Des Pigeons à l'IA : L'Héritage de Skinner sur l'Apprentissage Automatique

Technologyreview

Au milieu de la Seconde Guerre mondiale, alors que les physiciens s’efforçaient de percer les secrets de l’atome pour le projet Manhattan, le psychologue américain B.F. Skinner se lançait dans sa propre entreprise gouvernementale clandestine. Son objectif n’était pas une arme plus destructrice, mais plutôt une arme plus précise. Inspiré par un vol d’oiseaux en formation aux côtés de son train, Skinner les imagina comme des « dispositifs » dotés d’une vision et d’une maniabilité exceptionnelles capables de guider des missiles.

Expérimentant initialement avec des corbeaux, qui se révélèrent peu coopératifs, Skinner se tourna vers le pigeon, plus malléable, donnant naissance au « Projet Pigeon ». Bien que les pigeons ordinaires, Columba livia, fussent à peine considérés comme intelligents, ils se montrèrent remarquablement doués en laboratoire. Skinner les entraîna avec des récompenses alimentaires pour qu’ils picorent des cibles spécifiques sur des photographies aériennes, les imaginant finalement attachés à une ogive, dirigeant le missile en picorant une image en direct projetée sur un écran. L’armée n’a jamais déployé ces kamikazes aviaires, mais les expériences de Skinner ont profondément façonné sa vision : le pigeon, déclara-t-il en 1944, était « un instrument extrêmement fiable » pour étudier les processus fondamentaux de l’apprentissage, une créature pratique qui « peut être transformée en machine ».

Alors que beaucoup retracent les origines de l’intelligence artificielle à la science-fiction ou à des expériences de pensée comme le test de Turing, un précurseur moins célébré, mais tout aussi crucial, réside dans les recherches de Skinner sur les pigeons au milieu du XXe siècle.

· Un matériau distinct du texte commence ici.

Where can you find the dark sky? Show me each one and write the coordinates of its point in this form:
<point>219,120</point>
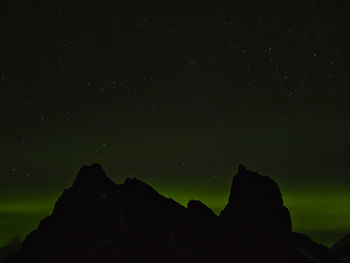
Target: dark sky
<point>176,93</point>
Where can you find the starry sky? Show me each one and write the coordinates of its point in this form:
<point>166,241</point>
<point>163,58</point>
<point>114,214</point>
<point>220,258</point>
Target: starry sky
<point>178,94</point>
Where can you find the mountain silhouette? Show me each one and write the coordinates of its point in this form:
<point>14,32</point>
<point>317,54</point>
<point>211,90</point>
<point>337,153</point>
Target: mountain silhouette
<point>97,220</point>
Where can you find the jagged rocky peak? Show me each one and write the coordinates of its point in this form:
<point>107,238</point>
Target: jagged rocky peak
<point>91,175</point>
<point>250,188</point>
<point>256,199</point>
<point>197,209</point>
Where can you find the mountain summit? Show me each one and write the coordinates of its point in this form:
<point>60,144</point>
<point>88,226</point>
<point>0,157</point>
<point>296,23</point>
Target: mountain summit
<point>97,220</point>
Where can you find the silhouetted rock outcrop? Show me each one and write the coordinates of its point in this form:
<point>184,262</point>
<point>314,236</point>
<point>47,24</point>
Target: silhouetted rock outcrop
<point>256,204</point>
<point>97,220</point>
<point>10,247</point>
<point>341,249</point>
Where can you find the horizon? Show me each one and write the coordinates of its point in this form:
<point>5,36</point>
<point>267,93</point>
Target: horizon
<point>177,94</point>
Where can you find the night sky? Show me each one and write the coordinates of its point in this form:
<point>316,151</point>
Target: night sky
<point>177,94</point>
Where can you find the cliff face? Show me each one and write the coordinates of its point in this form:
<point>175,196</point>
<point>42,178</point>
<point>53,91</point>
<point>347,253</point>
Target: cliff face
<point>97,220</point>
<point>256,203</point>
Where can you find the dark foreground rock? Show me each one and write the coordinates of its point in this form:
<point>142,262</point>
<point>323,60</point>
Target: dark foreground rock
<point>97,220</point>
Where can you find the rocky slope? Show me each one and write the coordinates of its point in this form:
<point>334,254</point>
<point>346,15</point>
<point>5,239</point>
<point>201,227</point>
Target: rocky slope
<point>97,220</point>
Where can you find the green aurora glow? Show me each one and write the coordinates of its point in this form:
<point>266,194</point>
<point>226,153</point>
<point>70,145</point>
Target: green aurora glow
<point>311,212</point>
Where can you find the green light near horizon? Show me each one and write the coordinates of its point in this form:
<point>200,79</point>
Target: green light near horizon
<point>320,214</point>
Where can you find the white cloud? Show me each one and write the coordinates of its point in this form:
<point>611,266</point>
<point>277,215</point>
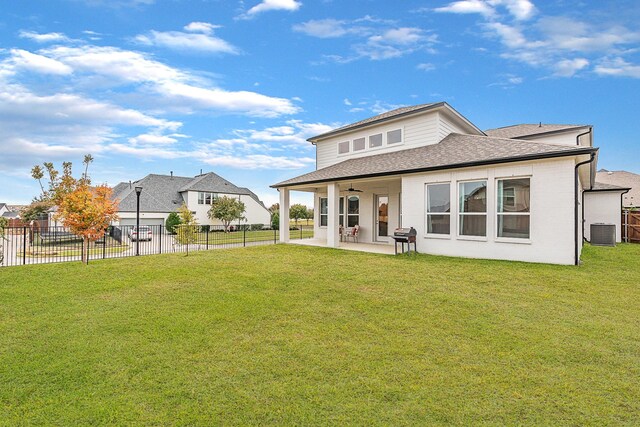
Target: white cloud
<point>175,87</point>
<point>617,67</point>
<point>201,27</point>
<point>324,28</point>
<point>43,38</point>
<point>467,6</point>
<point>427,66</point>
<point>268,5</point>
<point>377,40</point>
<point>568,67</point>
<point>23,59</point>
<point>518,9</point>
<point>181,41</point>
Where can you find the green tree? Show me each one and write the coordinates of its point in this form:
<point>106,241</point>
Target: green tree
<point>226,209</point>
<point>297,212</point>
<point>187,231</point>
<point>309,215</point>
<point>173,220</point>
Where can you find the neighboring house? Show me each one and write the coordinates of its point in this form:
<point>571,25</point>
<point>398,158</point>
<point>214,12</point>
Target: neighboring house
<point>623,179</point>
<point>511,193</point>
<point>163,194</point>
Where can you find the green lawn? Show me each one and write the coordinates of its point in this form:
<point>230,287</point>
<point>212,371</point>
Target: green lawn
<point>220,238</point>
<point>299,335</point>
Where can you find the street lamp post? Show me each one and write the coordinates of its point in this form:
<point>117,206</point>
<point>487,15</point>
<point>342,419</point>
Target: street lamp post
<point>138,192</point>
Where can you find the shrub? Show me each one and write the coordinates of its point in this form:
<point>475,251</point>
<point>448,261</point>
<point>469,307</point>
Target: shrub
<point>172,221</point>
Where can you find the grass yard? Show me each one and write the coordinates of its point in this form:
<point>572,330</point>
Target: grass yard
<point>220,238</point>
<point>299,335</point>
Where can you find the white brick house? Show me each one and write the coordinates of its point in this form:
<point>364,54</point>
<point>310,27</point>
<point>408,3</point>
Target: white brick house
<point>512,193</point>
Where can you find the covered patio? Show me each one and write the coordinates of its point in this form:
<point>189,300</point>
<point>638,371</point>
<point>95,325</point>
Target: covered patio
<point>370,204</point>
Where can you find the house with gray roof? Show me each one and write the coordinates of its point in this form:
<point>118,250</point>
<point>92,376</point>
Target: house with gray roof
<point>512,193</point>
<point>163,194</point>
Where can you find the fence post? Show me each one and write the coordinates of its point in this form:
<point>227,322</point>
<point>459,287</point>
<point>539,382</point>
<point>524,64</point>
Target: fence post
<point>24,245</point>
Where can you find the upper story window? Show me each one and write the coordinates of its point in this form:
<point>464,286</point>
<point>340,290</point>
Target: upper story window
<point>394,136</point>
<point>514,212</point>
<point>343,147</point>
<point>375,140</point>
<point>206,198</point>
<point>472,208</point>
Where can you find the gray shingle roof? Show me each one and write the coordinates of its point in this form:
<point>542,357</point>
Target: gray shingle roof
<point>623,179</point>
<point>163,193</point>
<point>213,183</point>
<point>160,193</point>
<point>524,130</point>
<point>454,151</point>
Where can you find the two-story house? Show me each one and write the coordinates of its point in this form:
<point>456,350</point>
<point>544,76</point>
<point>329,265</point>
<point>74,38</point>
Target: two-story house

Skinner a défendu l’« association » — le processus d’essai-erreur consistant à lier une action à une récompense ou une punition — comme le bloc de construction fondamental de tout comportement, non seulement chez les pigeons mais chez tous les organismes vivants, y compris les humains. Ses théories « béhavioristes » sont tombées en désuétude auprès des psychologues et des chercheurs en animaux dans les années 1960, mais elles ont trouvé un nouveau foyer inattendu en informatique, jetant finalement les bases de nombreux outils d’IA de pointe actuels, issus d’entreprises comme Google et OpenAI.

Ces entreprises emploient de plus en plus une forme d’apprentissage automatique dont le concept central, le renforcement, est directement dérivé de l’école de psychologie de Skinner. Ses principaux architectes, les informaticiens Richard Sutton et Andrew Barto, ont reçu le prix Turing 2024, largement considéré comme le prix Nobel de l’informatique, pour leurs contributions. L’apprentissage par renforcement a permis aux ordinateurs de conduire des véhicules, de résoudre des problèmes mathématiques complexes et de vaincre des grands maîtres dans des jeux comme les échecs et le Go. Crucialement, il réalise ces prouesses non pas en imitant les rouages complexes de l’esprit humain, mais en suralimentant les processus associatifs simples observés dans le cerveau du pigeon.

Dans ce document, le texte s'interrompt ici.